Mon penchant très marqué pour la cuisine maison me pousse souvent, lors des soirées entre amis, à esquiver les pizzas et autres plats tout faits pour leur préférer de bons petits plats préparés ensemble. Outre la convivialité et la possibilité de montrer mon comportement de tyran aux fourneaux, cuisiner me pousse à expérimenter plein de recettes... Il se trouve donc qu'un soir, en faisant les courses, on a pris un bon kilo d'ailes de poulet et le nécessaire pour faire une sauce « tonkatsu ». Bien qu'idéale pour accompagner les viandes panées (panure faite maison elle aussi, avec des biscottes réduites en miettes et un jaune d’œuf), les ingrédients pour la préparer sont pour le moins étranges quand on les aligne côte à côte : ketchup, sucre, sauce d'huître et worcester, à mélanger ensemble et à faire refroidir ensuite. La recette est personnalisable à l'envi, notamment avec de la sauce soja au lieu de l'huître, de la moutarde, du caramel, des oignons... Bref, quand on n'est pas habitué, la sauce « tonkatsu » fout carrément les jetons, et on se demande à quelle vitesse notre langue va pouvoir se dissoudre au contact de cette aberration culinaire. Or, une fois étalée sur du poulet, c'est absolument délicieux !
L'intérêt de cet aparté gourmand, à part vous donner faim, c'est de dire que Va-11 Hall-A, c'est un peu une sauce « tonkatsu ». Les ingrédients sont bizarres, de les voir ensemble ne fait que renforcer l'idée que ça ne marchera jamais, et pourtant le jeu fini est si prenant qu'il en devient hypnotique.

Le début de la création du jeu nous emmène dans la Cyberpunk GameJam en mars 2014, où le but était de créer un jeu d'inspiration cyberpunk en dix jours. De nombreux créateurs se lancèrent dans l'aventure, dont un duo constitué de Fernando Damas et Cristopher Ortiz, accompagnés de Michael Kelly à la musique. Les gamejams sont l'occasion de rencontrer des développeurs venus d'horizons très différents, mais Damas et Ortiz vont sortir du lot, et leur création sera le résultat de trois ingrédients majeurs.

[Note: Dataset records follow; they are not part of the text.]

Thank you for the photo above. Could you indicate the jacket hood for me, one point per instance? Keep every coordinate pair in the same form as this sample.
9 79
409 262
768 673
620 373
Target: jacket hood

  • Le premier est Ren'py, logiciel de création de visual novels plébiscité par le milieu otaku, qui a vu naître des jeux comme Katawa Shôjô ou Long Live the Queen.
  • Le deuxième, c'est l'amour des deux créateurs pour la ludothèque et l'esthétique du PC-98, micro-ordinateur de chez NEC qui a abrité nombre de jeux d'inspiration S.F (Policenauts), d'anime japonais (tels que Rusty) et de jeux érotiques (la série Dragon Knight).
  • Et le troisième, c'est que nos deux larrons sont originaires du Venezuela, pays embourbé jusqu'au cou dans une crise économique abominable depuis la chute des prix du pétrole.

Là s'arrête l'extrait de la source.